Robin Cappuccino is currently traveling to all of the Child Haven homes – here are some thoughts from road.
Namaskaar from our Child Haven Home in Savarsai, Maharashtra, India. Our 48 children and eight staff people live in a bucolic rural setting over-looking a lush valley with a rambling river, roaming water buffalo and rolling hills. Our visits often begin with a Welcoming Program of songs, dances, recitations and often short skits, gymnastics and the like.
The photos show some of the dances and a group of 4th graders singing “We Shall Overcome”, one of the Top Ten hits in all our Homes, doubtless taught by North American volunteers over the years. These kids go to an English Medium School, so they probably understand the words, but I’ll have to remember to bring some picture books about the civil rights movement on a future trip.
The Home had just been celebrating Diwali, and an aspect of that celebration in Marathi-speaking parts of India (such as this one) is for children to make mud forts in remembrance of Shivaraj and his adventures. The kids got into this tradition with a passion to such an extent that Sheetal, who washes the little kids clothes complained loudly at our meeting with the staff about how muddy the kid’s clothes were that she was having to wash. What began as forts, became whole farm-scapes and houses as the pictures show.

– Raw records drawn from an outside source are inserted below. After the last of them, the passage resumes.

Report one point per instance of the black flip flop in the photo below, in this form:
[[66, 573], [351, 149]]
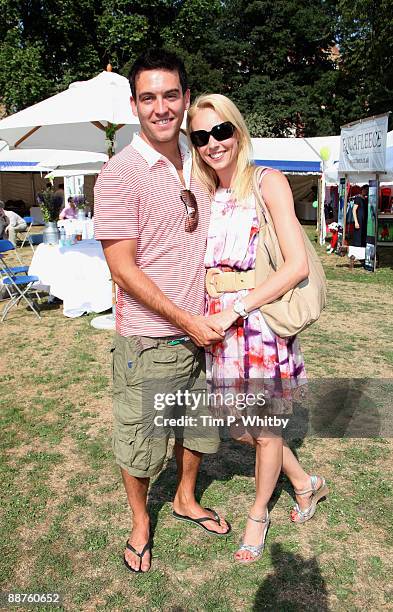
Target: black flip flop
[[147, 547], [199, 522]]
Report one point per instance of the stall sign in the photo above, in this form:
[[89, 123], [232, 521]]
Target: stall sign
[[363, 145]]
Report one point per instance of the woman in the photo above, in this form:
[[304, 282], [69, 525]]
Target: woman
[[251, 354], [69, 211]]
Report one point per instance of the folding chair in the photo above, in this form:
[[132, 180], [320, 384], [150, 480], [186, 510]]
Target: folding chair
[[29, 221], [35, 239], [21, 286], [5, 247]]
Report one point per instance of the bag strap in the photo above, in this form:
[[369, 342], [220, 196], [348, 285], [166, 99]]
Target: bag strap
[[259, 173], [262, 211]]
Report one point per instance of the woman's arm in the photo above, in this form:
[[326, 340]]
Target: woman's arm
[[279, 200]]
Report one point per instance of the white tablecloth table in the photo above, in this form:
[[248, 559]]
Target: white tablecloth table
[[76, 274]]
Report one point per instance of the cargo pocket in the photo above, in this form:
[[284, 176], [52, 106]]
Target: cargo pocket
[[164, 360], [132, 449]]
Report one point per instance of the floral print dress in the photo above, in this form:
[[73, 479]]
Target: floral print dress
[[250, 349]]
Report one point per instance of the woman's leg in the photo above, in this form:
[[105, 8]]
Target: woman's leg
[[268, 463], [300, 480]]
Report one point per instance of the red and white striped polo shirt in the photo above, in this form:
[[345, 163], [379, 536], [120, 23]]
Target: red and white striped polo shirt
[[137, 195]]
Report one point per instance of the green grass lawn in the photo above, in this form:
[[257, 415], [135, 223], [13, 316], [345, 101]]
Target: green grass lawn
[[63, 512]]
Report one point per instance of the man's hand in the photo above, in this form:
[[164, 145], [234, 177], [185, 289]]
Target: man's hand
[[203, 332], [224, 319]]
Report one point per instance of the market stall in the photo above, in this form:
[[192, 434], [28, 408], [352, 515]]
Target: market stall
[[366, 159]]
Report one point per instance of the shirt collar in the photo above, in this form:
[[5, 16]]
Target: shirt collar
[[151, 156]]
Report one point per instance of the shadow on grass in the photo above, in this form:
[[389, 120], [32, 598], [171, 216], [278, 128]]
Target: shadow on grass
[[233, 459], [296, 584]]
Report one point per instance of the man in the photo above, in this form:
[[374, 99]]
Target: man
[[15, 224], [152, 219]]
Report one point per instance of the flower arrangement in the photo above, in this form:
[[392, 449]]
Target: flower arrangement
[[80, 202], [50, 204]]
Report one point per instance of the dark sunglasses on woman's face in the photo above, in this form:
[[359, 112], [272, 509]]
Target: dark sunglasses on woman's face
[[220, 132]]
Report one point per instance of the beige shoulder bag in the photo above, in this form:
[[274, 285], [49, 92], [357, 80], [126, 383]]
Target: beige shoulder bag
[[300, 306]]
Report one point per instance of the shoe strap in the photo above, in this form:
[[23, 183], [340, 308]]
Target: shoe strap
[[144, 549], [264, 520], [314, 482], [254, 550]]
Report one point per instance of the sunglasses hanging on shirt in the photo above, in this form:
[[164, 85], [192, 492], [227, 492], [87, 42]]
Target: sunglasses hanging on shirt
[[220, 132], [192, 216]]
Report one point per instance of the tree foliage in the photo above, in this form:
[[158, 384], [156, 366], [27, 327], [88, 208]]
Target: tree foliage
[[272, 57]]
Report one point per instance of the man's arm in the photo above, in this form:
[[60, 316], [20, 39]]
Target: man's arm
[[120, 256]]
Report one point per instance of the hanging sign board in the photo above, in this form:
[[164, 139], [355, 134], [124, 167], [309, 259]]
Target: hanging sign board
[[363, 145]]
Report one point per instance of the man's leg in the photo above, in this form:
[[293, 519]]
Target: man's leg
[[188, 463], [136, 489]]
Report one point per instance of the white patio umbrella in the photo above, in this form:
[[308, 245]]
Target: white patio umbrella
[[49, 158], [76, 119]]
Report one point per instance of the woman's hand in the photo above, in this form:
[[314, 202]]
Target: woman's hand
[[224, 319]]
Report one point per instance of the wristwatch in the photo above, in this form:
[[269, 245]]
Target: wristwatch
[[240, 309]]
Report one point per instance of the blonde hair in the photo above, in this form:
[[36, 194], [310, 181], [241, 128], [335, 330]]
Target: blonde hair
[[228, 111]]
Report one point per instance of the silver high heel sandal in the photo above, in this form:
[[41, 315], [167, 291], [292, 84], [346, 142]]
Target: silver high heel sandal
[[302, 516], [257, 550]]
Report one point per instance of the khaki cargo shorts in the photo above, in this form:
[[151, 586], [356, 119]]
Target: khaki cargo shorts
[[154, 389]]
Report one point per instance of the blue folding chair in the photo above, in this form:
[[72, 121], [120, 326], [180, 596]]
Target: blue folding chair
[[35, 239], [18, 288], [5, 247]]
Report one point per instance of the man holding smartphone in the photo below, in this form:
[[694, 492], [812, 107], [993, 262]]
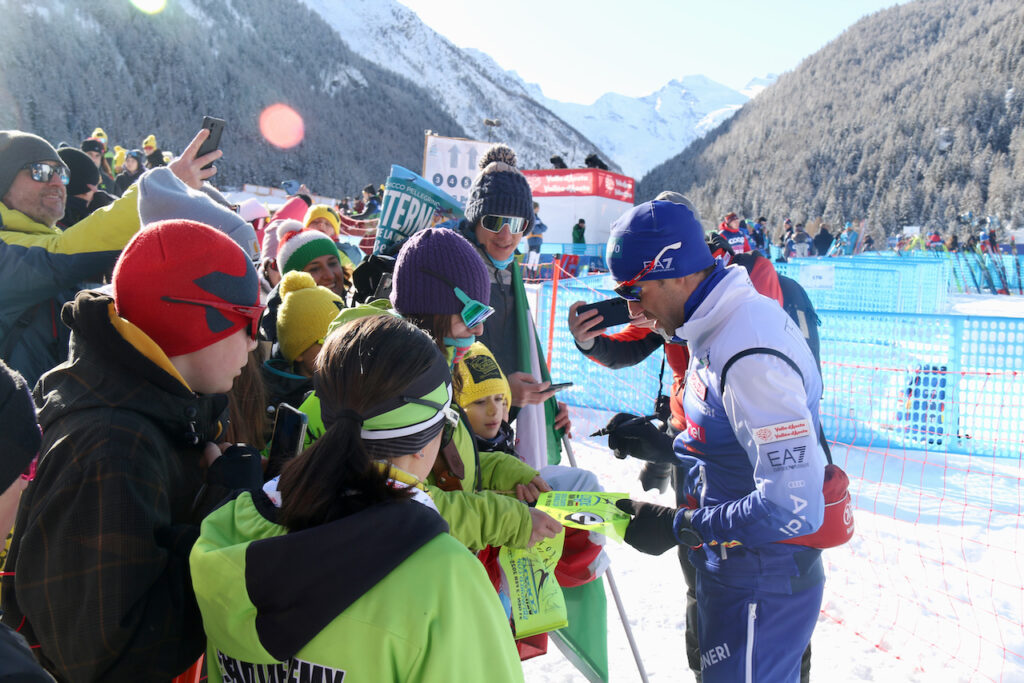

In addition to meeting with staff, we try to meet with the older children as a group, usually the boys and girls separately, and then with any individual kids that wish to meet alone for whatever reason. One such meeting this time was with one of our college girls whose father and older brother are pressuring her strongly to leave her studies and get married. She happens to be a very talented student and quite torn between her family’s wishes and her desire to have a career and a different kind of life than has been possible for her family.
Our Child Haven Homes are just that, homes and not orphanages. We encourage the kids to maintain contact with whatever family members they have. Many of the children still have one parent, or a grandmother, or aunt or uncle who although they could not support their child, still care about them.
Our efforts to help each child become a self-supporting adult able to contribute to their community by sending them to college or vocational school sometimes runs counter to family desires to arrange marriages for their daughters, or bring sons home to help support the family. When that happens many passionate conversations are had, and options discussed. We ask our young people to think carefully and to make what they feel is the best choice for themselves.
Some of our children are complete orphans. A few of them have asked us to arrange marriages for them feeling that to be their best choice. So, our staff arrange their marriages in keeping with traditional practices, paying great attention of course to finding deserving life-partners. The student we met with in Savarsai is a very good writer and just wrote a story about her life so far. I did my best to encourage her to be sure that she was the author of the rest of her life story whatever that story might be. I’ve enjoyed watching her grow and evolve over the past 13 years. I look forward to the rest of her story.
Tomorrow we will be at our home in Kathmandu.